Se termina con la tesis imperante en el SII en torno a que puede revisar los antecedentes constitutivos de la pérdida tributaria y del crédito fiscal acumulado, sin ningún límite. El proyecto sostiene que el SII no podrá solicitar antecedentes anteriores a los plazos de prescripción (3 años y hasta 6 años), y para hacerlo “en forma excepcional” debe presentar una resolución fundada.

De acuerdo con los abogados existen casos en que el SII ha solicitado documentos de hace 20 años para fiscalizar antes de considerarlos para devolución.

“Se podrán revisar las pérdidas de arrastre hasta por 3 años y todo lo que viene de antes, se dará por bueno.

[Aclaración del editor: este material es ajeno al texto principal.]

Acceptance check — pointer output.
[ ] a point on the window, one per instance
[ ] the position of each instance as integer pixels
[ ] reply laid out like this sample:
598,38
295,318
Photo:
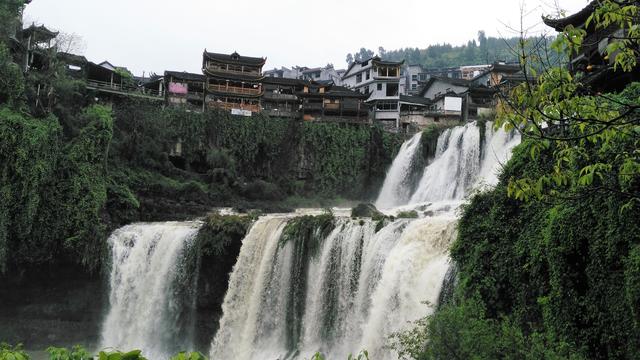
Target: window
387,106
392,89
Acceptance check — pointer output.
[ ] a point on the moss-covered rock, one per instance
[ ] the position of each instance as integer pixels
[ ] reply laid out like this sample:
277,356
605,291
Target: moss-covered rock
366,210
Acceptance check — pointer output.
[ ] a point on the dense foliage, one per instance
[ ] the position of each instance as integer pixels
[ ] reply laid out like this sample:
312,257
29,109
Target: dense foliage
484,50
72,170
548,260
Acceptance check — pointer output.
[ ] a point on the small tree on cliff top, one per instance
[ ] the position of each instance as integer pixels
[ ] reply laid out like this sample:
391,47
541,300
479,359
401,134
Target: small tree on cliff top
594,137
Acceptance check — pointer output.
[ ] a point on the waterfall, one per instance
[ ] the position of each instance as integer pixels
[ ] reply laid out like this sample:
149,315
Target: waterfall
398,184
357,289
152,289
462,162
336,290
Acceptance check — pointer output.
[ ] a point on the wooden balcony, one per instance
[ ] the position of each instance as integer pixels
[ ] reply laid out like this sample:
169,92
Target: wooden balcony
235,90
214,69
229,106
133,91
282,97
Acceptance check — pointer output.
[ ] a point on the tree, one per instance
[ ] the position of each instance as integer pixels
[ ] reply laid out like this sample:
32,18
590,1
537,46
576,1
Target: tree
69,43
9,17
594,137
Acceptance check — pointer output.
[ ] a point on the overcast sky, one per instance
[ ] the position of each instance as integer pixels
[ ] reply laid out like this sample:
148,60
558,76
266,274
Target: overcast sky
158,35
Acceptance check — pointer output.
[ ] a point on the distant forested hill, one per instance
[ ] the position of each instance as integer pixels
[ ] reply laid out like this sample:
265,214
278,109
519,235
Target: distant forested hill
484,50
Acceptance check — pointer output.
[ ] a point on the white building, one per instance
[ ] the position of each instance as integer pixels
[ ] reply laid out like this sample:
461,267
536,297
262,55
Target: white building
324,74
381,80
414,76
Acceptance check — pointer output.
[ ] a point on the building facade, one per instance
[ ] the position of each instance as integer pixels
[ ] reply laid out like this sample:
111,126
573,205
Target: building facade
380,81
233,82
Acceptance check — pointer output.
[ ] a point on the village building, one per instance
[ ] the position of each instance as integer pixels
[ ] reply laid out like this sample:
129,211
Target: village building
280,98
592,60
494,74
380,81
471,71
36,41
448,72
284,72
184,89
322,74
414,76
328,102
233,82
459,98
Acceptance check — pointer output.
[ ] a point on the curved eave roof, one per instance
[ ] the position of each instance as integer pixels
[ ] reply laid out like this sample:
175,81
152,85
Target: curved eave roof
233,76
576,19
235,58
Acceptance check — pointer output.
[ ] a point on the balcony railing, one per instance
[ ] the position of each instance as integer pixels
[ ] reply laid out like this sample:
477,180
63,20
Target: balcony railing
219,70
123,89
229,106
275,96
235,90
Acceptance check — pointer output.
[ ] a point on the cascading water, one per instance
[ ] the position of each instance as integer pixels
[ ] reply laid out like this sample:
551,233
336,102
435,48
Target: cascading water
336,292
398,185
152,296
361,285
354,291
462,162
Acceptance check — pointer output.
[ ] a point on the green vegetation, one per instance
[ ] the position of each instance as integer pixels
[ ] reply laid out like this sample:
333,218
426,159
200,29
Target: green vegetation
8,352
484,50
547,261
366,210
220,231
429,141
76,353
71,170
412,214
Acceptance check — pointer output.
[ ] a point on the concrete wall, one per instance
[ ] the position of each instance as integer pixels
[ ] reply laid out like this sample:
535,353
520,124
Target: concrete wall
441,87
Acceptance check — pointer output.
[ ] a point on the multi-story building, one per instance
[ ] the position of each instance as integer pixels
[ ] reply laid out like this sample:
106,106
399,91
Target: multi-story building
325,74
380,81
284,72
37,46
414,76
280,98
592,60
184,89
494,74
470,72
233,82
328,102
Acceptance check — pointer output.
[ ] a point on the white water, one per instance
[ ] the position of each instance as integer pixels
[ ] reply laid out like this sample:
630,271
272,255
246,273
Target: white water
359,288
285,302
145,311
460,164
396,190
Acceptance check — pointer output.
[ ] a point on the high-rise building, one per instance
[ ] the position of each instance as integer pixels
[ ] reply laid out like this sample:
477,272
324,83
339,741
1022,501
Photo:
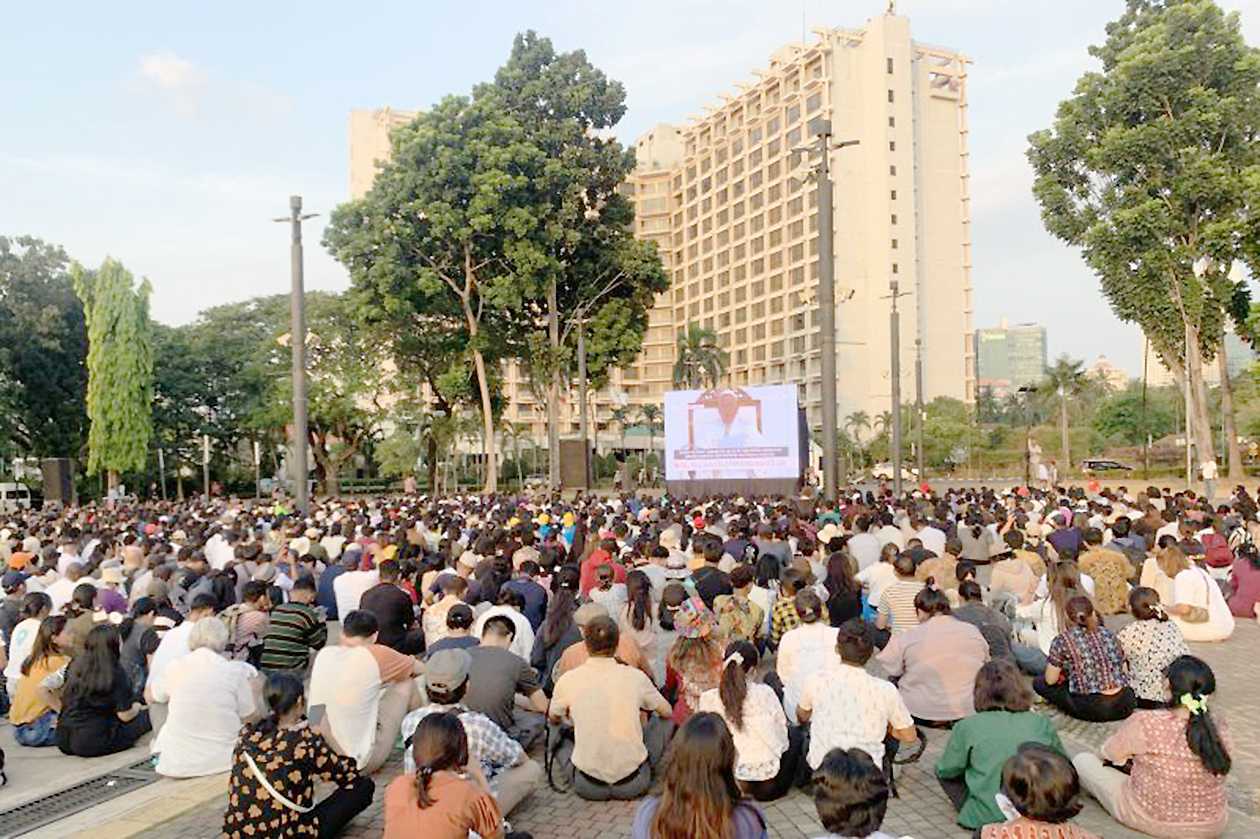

Los fiscalizadores dedicaban mucho tiempo a ese tema, y por eso sienten que le están cortando un brazo”, explica Fenner.

“Es un cambio positivo, pero será difícil de llevarlo a la práctica porque tiene que ver con la cultura de la fiscalización del SII. Es importante que se acote el  ámbito porque hoy la capacidad de revisar es muy amplia, queda muy abierta y muy dispersa”, acota Bustos.

2.- No fiscalizar dos veces lo mismo

El proyecto contempla lo llamado “cosa juzgada administrativa”, es decir que el SII no puede fiscalizar a un contribuyente dos veces por un mismo tema. Es decir, subraya el socio de EY que, si el SII un año revisó la depreciación de una empresa, no podrá volver a cuestionarla, “a veces pasaba que volvía a solicitar los mismos papeles”.

3.- Criterio pro contribuyente

También recalca Bustos, se establece el principio “indubio pro contribuyente”, en el sentido que si el contribuyente se ha acogido a lo dictaminado en un oficio, y luego el SII cambia el criterio, “el contribuyente puede seguir aplicando lo que señalaba el oficio si le era favorable”.

4.- Obliga a fijar plazos

De acuerdo con la iniciativa, el director del SII estará obligado a colocarse límites de tiempo para sus actuaciones, los cuales deberán ser conocidos por el contribuyente, ya que actualmente hay situaciones en que demoraba a su arbitrio. Fenner recuerda que, por ejemplo, en un mecanismo de consulta, el SII podría demorar 6 a 8 meses en responder, o año y medio en solicitudes de devolución de impuestos.

5.- Nuevos recursos y la queja

Vargas indica que el proyecto establece nuevos recursos administrativos ante el propio SII, “como el recurso jerárquico, que ya existía para otros órganos de la administración del Estado, para la revisión de actos de fiscalización del organismo, como liquidaciones de impuestos, giros y resoluciones; y un recurso de queja, cuando el contribuyente estime que se han vulnerado los derechos que el Código Tributario le confiere”.

6.- Silencio positivo

Se propone que cuando el SII no se pronuncia ante una solicitud en un determinado tiempo se entiende como aprobada. Los expertos dudan de que tan efectiva será, “podría redundar en una mayor tasa de rechazo de las solicitudes, ya hubo una experiencia similar con otros (pago provisional de utilidades absorbidas)”, recuerda Fenner.